497 1 d237098d497.htm JANUS INVESTMENT FUND
Janus Investment Fund

Janus Henderson Short-Term Bond Fund

Supplement dated September 24, 2021
to Currently Effective Prospectuses
and Statement of Additional Information

Effective on or about October 28, 2021, Janus Henderson Short-Term Bond Fund will change its name to Janus Henderson Short Duration Flexible Bond Fund.

Please retain this Supplement with your records

Comments

  • This name change would concern me if I held the fund (JNSTX).

    The SEC says: "The Division takes the position that a 'short-term' ... bond fund should have a dollar-weighted average maturity of ... no more than 3 years."
    https://www.sec.gov/divisions/investment/guidance/rule35d-1faq.htm

    That doesn't apply to short duration funds. Floating rate securities are considered to have virtually zero duration, since their interest rate is generally set to match the market rate. That is, no interest rate sensitivity. But the securities themselves can have long maturities and may be illiquid.

    If they have embedded options, like mortgages, they may have extension risk. To the extent that their rates don't adjust quickly or completely to market changes, they may have negative convexity - as rates go up (and bond prices fall), their prices may fall much faster than vanilla bonds with positive convexity.
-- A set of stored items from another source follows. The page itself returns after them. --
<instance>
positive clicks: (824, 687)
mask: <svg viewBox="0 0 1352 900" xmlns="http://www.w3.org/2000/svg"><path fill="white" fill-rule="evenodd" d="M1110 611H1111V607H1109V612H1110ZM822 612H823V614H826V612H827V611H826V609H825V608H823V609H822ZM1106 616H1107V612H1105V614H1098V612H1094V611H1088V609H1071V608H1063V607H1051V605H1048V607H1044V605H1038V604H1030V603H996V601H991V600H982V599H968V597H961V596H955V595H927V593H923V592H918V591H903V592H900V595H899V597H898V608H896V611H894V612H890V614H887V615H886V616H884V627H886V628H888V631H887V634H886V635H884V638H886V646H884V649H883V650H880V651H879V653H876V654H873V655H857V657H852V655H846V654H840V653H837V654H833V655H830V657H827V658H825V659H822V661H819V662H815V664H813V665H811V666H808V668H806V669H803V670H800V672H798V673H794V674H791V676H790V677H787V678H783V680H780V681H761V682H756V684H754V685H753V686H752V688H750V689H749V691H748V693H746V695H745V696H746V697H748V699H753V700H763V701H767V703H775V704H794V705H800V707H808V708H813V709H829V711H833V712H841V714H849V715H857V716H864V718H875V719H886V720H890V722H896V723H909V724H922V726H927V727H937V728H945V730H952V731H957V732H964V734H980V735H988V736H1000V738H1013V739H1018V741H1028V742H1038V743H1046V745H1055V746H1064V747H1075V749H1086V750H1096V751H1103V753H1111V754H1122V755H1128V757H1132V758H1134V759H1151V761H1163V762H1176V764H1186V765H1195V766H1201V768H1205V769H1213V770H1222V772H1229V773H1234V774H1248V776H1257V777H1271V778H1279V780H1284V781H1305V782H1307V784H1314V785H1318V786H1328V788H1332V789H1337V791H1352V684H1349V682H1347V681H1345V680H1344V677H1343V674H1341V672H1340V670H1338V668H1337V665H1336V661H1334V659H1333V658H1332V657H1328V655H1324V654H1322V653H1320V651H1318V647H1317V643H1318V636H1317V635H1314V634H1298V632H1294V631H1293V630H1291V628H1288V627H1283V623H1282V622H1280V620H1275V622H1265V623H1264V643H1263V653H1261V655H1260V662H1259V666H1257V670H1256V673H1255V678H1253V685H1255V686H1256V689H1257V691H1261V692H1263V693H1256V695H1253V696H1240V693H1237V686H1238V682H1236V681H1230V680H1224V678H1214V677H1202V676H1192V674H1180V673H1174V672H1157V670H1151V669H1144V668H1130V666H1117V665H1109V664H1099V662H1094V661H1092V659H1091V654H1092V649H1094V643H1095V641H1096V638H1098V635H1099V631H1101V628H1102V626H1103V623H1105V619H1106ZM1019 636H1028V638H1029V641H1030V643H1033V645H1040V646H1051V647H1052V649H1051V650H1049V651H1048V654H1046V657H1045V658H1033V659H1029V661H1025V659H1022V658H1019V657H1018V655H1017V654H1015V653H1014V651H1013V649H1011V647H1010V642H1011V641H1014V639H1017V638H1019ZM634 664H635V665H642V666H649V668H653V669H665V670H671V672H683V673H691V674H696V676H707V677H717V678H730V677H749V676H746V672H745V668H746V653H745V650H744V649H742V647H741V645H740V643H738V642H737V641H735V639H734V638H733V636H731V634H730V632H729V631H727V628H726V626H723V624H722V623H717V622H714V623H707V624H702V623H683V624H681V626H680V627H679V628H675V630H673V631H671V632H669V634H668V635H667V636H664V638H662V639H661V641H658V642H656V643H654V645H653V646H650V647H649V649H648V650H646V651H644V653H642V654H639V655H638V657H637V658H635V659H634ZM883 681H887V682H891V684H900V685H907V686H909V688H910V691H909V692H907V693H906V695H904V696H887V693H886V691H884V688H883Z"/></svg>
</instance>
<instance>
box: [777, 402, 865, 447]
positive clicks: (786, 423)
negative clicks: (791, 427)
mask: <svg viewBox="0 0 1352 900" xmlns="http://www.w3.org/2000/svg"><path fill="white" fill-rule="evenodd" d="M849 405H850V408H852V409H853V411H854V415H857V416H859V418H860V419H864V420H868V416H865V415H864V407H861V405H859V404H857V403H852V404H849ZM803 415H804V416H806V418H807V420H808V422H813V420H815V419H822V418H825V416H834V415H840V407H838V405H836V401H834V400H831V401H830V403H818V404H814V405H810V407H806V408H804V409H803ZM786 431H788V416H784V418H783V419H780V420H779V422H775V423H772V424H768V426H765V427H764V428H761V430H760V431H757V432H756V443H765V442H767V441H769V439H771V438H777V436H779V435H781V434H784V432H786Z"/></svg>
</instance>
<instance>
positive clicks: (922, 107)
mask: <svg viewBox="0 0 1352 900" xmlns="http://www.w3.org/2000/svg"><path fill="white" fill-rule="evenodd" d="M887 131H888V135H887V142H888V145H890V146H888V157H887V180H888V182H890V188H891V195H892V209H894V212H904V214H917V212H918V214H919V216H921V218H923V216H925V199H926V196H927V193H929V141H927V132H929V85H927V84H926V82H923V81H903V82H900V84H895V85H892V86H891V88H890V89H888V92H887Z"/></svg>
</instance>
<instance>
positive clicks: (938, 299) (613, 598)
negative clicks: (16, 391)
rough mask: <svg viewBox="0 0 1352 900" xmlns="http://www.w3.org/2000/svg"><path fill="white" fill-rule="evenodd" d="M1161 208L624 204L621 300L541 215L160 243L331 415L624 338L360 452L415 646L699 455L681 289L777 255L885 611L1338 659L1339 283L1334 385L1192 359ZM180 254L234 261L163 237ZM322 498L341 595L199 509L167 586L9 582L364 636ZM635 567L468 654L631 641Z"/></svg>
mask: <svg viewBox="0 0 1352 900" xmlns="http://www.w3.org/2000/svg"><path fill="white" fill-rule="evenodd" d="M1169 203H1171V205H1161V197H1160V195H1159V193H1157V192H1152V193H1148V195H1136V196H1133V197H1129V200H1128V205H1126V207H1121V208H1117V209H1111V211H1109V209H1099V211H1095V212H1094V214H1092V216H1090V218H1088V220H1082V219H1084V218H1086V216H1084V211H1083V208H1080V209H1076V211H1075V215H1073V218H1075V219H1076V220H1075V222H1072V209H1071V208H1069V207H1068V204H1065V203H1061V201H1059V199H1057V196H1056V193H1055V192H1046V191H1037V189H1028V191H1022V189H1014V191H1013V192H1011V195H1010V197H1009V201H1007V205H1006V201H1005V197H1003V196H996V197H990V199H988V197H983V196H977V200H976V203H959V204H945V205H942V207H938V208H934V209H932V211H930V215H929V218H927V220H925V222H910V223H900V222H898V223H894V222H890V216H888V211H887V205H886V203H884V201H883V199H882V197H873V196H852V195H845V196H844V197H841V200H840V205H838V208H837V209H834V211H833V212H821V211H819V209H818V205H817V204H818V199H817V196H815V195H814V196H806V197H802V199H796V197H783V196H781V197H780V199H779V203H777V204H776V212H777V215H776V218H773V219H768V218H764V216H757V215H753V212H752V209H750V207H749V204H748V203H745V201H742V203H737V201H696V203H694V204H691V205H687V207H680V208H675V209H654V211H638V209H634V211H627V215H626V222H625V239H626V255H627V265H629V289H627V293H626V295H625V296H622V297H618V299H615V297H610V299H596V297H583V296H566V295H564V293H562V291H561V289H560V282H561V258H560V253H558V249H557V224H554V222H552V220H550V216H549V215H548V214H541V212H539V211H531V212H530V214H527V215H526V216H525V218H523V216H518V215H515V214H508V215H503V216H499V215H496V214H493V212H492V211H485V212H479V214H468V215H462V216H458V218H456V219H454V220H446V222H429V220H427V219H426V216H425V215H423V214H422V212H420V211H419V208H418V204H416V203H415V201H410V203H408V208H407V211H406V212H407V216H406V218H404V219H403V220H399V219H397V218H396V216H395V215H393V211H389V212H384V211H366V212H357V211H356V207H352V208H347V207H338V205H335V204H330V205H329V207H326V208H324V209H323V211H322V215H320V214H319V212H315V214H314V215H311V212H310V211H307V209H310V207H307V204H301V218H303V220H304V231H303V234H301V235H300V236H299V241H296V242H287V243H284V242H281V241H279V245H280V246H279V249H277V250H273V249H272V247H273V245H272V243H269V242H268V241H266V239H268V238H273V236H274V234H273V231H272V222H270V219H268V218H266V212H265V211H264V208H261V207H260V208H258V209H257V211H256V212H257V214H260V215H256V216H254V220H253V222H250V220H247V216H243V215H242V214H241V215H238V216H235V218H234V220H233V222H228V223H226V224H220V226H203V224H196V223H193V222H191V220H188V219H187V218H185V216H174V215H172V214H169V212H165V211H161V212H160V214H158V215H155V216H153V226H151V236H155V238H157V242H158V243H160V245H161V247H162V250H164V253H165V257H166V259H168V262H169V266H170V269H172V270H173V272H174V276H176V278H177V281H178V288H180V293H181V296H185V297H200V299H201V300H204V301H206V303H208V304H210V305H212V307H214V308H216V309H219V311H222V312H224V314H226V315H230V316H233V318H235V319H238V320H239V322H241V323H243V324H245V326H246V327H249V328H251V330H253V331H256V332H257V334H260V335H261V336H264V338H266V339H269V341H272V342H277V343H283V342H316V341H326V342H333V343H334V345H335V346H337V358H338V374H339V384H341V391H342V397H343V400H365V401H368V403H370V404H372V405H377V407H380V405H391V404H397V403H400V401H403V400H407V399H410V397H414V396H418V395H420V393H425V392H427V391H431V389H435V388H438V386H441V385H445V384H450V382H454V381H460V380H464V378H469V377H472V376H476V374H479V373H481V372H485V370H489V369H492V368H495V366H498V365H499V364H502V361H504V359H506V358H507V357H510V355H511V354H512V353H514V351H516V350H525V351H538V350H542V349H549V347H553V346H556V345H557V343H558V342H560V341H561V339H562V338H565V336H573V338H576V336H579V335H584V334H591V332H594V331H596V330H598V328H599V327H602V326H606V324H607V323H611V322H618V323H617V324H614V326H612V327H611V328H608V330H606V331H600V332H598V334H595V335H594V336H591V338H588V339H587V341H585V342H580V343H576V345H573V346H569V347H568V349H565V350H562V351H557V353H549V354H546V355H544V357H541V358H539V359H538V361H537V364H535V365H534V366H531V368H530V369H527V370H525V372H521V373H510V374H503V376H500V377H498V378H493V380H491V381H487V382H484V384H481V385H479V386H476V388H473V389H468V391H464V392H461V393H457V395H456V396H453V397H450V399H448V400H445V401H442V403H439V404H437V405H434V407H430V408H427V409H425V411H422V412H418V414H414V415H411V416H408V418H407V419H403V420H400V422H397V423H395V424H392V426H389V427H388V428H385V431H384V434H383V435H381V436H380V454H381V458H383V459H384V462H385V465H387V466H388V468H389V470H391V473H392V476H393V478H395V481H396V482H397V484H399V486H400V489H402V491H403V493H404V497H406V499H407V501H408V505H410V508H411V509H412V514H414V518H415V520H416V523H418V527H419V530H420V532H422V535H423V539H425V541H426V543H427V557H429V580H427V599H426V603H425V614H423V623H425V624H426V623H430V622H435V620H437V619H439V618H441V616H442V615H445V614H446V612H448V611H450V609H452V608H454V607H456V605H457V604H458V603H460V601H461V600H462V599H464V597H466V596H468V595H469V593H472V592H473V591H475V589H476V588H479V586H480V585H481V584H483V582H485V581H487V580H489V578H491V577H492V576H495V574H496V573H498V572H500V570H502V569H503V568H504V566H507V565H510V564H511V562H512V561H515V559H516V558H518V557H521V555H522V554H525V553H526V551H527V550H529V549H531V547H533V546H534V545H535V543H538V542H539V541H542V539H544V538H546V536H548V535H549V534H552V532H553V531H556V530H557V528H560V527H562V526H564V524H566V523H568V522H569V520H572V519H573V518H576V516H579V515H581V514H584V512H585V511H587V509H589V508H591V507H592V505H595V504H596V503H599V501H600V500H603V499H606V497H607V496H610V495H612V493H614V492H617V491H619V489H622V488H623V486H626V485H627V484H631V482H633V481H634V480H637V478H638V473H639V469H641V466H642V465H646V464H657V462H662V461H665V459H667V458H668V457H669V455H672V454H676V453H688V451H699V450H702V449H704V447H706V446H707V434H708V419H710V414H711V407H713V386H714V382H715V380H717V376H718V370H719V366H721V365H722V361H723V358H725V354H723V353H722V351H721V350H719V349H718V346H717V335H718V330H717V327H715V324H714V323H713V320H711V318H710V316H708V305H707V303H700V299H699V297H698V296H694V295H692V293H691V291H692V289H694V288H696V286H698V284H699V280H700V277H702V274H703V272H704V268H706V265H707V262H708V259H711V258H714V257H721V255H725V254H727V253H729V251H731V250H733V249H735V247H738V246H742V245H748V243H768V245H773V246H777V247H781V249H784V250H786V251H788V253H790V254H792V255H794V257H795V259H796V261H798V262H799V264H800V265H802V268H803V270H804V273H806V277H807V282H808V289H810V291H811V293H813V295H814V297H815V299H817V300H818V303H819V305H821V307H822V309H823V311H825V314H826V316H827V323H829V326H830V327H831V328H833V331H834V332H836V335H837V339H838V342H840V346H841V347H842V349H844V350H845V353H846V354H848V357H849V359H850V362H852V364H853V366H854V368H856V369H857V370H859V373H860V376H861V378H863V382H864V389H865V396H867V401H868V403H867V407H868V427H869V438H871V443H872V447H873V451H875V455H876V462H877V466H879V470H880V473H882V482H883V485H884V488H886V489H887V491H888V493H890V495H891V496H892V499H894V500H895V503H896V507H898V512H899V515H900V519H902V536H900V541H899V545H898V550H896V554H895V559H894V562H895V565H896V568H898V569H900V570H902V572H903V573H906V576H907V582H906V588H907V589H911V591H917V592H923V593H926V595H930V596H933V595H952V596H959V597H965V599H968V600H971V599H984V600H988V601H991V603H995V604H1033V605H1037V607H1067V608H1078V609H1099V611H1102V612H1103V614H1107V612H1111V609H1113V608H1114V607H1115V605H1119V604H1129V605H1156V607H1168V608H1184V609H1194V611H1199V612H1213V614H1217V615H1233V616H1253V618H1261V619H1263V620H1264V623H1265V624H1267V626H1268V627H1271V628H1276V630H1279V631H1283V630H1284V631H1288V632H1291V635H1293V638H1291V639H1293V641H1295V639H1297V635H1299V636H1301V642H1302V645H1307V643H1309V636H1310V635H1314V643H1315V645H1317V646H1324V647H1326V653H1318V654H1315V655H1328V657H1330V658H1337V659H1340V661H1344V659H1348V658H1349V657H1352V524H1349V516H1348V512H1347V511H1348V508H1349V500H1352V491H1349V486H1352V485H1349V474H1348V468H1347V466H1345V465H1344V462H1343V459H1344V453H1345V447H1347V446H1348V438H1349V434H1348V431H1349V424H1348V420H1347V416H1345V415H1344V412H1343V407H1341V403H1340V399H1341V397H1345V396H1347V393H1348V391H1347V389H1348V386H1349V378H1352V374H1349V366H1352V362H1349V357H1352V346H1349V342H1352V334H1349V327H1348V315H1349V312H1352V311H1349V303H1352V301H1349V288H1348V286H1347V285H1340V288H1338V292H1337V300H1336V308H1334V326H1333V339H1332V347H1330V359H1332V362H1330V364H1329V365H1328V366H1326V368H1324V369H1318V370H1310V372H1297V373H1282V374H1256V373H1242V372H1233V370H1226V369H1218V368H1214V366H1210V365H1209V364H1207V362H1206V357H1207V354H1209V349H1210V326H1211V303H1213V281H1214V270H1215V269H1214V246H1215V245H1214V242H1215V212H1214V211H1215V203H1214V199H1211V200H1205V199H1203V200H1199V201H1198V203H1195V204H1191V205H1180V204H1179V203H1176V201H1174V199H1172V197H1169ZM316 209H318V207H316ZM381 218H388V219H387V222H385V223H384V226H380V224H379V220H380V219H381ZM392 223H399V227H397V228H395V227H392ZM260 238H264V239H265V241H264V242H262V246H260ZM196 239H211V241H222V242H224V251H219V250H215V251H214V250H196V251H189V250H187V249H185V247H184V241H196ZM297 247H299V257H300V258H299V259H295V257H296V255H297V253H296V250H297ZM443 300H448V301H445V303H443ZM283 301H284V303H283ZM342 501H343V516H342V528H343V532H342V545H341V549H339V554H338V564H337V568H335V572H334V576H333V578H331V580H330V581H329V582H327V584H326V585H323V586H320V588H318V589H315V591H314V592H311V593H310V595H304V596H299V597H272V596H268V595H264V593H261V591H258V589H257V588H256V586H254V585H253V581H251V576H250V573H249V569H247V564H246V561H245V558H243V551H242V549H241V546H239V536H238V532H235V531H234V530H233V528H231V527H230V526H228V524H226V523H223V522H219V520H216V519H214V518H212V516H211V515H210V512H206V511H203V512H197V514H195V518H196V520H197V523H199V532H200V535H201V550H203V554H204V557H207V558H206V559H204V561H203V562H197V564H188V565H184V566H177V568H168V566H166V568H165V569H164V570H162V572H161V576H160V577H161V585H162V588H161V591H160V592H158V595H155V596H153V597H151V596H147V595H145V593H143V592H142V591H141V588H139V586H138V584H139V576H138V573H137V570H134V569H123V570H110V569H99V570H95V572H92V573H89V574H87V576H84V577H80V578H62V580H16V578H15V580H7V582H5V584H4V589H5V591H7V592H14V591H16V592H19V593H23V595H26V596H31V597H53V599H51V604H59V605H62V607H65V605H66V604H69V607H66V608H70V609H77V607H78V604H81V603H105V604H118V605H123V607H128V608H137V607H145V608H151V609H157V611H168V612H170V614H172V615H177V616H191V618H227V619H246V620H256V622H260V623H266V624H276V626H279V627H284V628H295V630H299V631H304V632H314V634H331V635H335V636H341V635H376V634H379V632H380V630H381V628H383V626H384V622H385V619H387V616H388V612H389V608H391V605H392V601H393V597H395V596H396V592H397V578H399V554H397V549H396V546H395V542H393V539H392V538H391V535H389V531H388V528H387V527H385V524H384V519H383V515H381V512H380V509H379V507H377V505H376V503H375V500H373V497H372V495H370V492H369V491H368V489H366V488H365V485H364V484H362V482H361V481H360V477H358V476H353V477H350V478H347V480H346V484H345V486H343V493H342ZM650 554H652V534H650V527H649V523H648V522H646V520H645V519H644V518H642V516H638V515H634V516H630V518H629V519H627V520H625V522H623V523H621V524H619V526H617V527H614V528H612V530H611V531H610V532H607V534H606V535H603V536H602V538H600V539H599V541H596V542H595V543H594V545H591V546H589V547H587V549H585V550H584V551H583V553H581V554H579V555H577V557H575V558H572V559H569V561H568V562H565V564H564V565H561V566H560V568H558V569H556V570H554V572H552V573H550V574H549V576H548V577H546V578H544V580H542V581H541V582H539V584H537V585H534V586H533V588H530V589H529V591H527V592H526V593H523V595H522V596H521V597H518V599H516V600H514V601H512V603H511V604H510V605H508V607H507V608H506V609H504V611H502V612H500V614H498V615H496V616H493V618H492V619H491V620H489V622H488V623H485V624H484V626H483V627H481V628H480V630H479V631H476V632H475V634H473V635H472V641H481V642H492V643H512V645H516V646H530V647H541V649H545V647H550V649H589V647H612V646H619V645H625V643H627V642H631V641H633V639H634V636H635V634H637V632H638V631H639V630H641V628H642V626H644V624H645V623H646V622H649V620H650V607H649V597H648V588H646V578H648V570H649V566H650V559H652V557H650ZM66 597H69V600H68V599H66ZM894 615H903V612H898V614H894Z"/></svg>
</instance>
    What the prospectus says is that
    The Fund expects to maintain an average-weighted effective maturity of three years or less under normal circumstances. ... "Effective" maturity differs from actual maturity, which may be longer. In calculating the “effective” maturity the portfolio managers will estimate the effect of expected principal payments and call provisions on securities held in the portfolio. ...[A]ll else being equal, [this] could result in more volatility than if the Fund calculated an actual maturity target.
    ...
    Extension risk is the risk that borrowers may pay off their debt obligations more slowly in times of rising interest rates, which will lengthen the duration of the portfolio. Liquidity risk is the risk that fixed-income securities may be difficult or impossible to sell at the time that the portfolio managers would like or at the price the portfolio managers believe the security is currently worth.